1 Experimental apparatus 10 High-pressure cell 11 Cylinder 12, 13, 14, 15 Valve 17 Magnetic stirrer 18 Reactant

Claims (8)

  A microcapsule film containing cellulose nanofibers to which a styrenic compound is added. The styrenic compound has the following formula (I):
(Wherein R ¹ is a hydrogen atom or a methyl group, and R ² is a hydrogen atom, a halogen atom, a carboxyl group, an optionally branched C ₁ -C ₄ alkyl group, and an optionally branched group.

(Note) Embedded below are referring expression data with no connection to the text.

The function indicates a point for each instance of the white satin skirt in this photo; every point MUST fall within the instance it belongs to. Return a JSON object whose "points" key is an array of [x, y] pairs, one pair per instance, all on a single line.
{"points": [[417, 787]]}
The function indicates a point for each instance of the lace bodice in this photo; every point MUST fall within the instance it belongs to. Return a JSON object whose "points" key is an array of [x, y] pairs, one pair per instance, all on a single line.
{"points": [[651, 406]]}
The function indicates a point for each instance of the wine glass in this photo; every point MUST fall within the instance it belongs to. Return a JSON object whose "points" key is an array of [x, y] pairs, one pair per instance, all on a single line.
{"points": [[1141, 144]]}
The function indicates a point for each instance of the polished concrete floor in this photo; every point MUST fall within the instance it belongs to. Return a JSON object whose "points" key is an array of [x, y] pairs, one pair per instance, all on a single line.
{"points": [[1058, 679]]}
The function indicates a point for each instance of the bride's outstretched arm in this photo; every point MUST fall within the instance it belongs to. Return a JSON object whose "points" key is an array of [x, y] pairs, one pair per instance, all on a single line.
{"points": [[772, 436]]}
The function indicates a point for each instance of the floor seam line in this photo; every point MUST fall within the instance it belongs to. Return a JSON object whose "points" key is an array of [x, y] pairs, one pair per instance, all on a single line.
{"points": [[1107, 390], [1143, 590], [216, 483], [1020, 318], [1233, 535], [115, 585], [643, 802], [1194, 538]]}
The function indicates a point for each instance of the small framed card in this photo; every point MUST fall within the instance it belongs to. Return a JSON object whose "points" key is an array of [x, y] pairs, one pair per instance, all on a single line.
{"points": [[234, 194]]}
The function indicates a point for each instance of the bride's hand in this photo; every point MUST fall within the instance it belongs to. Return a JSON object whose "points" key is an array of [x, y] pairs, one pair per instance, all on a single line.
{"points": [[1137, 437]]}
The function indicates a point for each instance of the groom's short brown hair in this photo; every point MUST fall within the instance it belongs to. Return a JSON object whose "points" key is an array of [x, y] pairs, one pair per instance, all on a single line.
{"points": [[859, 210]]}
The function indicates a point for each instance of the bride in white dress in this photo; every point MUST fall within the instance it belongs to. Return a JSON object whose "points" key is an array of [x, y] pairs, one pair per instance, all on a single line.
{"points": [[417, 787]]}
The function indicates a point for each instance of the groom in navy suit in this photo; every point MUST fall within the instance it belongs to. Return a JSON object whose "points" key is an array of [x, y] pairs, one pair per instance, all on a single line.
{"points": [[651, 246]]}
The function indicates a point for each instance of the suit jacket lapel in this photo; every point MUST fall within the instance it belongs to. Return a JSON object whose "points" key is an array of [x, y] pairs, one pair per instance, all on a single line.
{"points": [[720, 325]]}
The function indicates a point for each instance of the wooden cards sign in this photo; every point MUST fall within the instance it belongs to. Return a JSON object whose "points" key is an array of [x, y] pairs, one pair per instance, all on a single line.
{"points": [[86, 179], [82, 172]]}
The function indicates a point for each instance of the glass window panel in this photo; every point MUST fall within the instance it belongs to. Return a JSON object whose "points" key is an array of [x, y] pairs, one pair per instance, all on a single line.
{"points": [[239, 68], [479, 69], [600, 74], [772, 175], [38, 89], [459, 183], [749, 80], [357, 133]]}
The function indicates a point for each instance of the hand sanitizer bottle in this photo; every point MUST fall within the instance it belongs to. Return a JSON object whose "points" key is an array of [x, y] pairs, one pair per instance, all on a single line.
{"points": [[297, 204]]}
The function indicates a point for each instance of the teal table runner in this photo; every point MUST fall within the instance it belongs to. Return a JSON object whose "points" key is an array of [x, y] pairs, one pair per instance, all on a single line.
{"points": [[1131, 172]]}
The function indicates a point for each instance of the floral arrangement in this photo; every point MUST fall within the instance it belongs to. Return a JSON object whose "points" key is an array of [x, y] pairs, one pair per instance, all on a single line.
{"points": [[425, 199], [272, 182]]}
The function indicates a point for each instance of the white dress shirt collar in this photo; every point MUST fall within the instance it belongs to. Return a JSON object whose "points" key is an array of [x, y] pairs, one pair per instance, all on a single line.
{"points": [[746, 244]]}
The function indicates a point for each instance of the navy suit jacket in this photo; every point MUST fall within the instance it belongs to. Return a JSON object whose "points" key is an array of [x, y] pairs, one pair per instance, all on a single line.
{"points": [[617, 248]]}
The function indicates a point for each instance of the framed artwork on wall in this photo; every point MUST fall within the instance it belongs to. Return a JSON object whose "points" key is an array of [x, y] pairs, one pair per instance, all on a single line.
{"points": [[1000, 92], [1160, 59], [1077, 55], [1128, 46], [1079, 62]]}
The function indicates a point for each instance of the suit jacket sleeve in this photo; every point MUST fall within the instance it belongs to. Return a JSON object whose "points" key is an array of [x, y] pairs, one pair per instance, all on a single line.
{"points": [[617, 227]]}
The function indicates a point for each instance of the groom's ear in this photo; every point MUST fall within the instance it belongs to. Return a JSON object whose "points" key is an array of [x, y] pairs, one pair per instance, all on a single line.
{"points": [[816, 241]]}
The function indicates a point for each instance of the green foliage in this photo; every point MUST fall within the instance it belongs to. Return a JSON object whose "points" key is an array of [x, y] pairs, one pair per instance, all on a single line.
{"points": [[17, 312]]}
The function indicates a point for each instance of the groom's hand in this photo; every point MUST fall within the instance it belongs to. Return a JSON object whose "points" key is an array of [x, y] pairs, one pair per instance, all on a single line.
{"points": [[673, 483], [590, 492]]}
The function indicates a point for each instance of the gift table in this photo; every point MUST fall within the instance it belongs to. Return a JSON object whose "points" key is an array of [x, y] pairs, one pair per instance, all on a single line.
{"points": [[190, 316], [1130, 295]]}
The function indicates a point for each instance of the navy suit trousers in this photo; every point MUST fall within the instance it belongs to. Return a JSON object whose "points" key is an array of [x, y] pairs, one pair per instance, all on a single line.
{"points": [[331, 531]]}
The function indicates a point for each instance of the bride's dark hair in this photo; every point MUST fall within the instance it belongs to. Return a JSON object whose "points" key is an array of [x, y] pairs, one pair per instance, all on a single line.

The microcapsule film according to claim 1, which is a compound represented by a group selected from the group consisting of good C _{1 to} C ₄ alkoxy groups.   The microcapsule film according to claim 2, wherein the styrenic compound is a styrene monomer.   A microcapsule preparation comprising core particles and the microcapsule coating according to any one of claims 1 to 3 surrounding the core particles. A method for producing a microcapsule formulation comprising:
Adding a styrenic compound to cellulose nanofibers to obtain a coating material; and mixing and microencapsulating the coating material and core particles in the presence of a supercritical fluid or a subcritical fluid;
Including the method. The styrenic compound has the following formula (I):
(Wherein R ¹ is a hydrogen atom or a methyl group, and R ² is a hydrogen atom, a halogen atom, a carboxyl group, an optionally branched C ₁ -C ₄ alkyl group, and an optionally branched group. The method according to claim 5, which is a compound represented by a group selected from the group consisting of good C _{1 to} C ₄ alkoxy groups.   The method according to claim 6, wherein the styrenic compound is a styrene monomer.   The method according to any one of claims 5 to 7, wherein the cellulose nanofiber is obtained by treating a cellulose material with a TEMPO catalyst.